But it seems to me that the people in the world around us are really no less imaginary, ephemeral, and unreal. Look at the recently replaced Presidentumb of the Disunited States. He is an evil cartoon James Bond villain if there ever was one.
Animated cast of OUR CARTOON PRESIDENT. Photo: Courtesy of SHOWTIME
People in the real world create an imaginary person in their own stupid little heads, and pretend real hard that that imaginary person is really them in real life. And of course, nobody sees anybody else in the same way that they see themselves.
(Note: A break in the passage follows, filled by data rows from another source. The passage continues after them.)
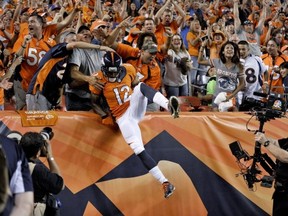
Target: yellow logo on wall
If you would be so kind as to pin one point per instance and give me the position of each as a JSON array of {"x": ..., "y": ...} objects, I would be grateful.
[{"x": 38, "y": 118}]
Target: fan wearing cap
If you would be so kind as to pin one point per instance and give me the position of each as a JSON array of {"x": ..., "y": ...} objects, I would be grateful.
[
  {"x": 214, "y": 44},
  {"x": 284, "y": 73},
  {"x": 127, "y": 100},
  {"x": 45, "y": 179},
  {"x": 164, "y": 20},
  {"x": 273, "y": 59},
  {"x": 284, "y": 50},
  {"x": 100, "y": 30},
  {"x": 185, "y": 29},
  {"x": 45, "y": 88},
  {"x": 145, "y": 63},
  {"x": 247, "y": 31},
  {"x": 20, "y": 191},
  {"x": 81, "y": 64},
  {"x": 33, "y": 47}
]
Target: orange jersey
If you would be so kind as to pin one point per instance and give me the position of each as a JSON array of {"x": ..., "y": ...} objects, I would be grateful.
[
  {"x": 2, "y": 73},
  {"x": 161, "y": 34},
  {"x": 277, "y": 79},
  {"x": 117, "y": 94},
  {"x": 150, "y": 74},
  {"x": 193, "y": 50},
  {"x": 33, "y": 53}
]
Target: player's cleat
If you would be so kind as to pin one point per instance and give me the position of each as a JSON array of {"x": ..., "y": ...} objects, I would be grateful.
[
  {"x": 168, "y": 189},
  {"x": 174, "y": 106}
]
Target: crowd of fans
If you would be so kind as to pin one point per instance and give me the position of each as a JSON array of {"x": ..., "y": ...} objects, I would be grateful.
[{"x": 192, "y": 37}]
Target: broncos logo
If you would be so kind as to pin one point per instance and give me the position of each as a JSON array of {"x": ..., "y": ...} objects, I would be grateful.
[{"x": 226, "y": 83}]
Everybody thinks they are a somebody who is different from anybody else who thinks they are a somebody too, and really they are telling themselves, and each other, lies about who somebody really is, and it is all very confusing, and if you can follow this sentence, you must be a far better reader than I am a writer, because none of it really makes sense to me. I think everybody is imaginary in some sense of the word.
So, if you happen to see me talking to a big white rabbit-man who used to be a pet white rabbit, but got changed into a rabbit-man through futuristic genetic science and metal carrots, don’t panic and call the police. I am just talking to another fictional character from a book I finished writing. And why are you looking inside my head, anyway? There’s an awful lot of personal stuff going on in there. Of course, you only see that because I wrote about it in this essay. So it is not an invasion of privacy. It is just me writing down stuff I probably should keep in my own stupid little head. My bad.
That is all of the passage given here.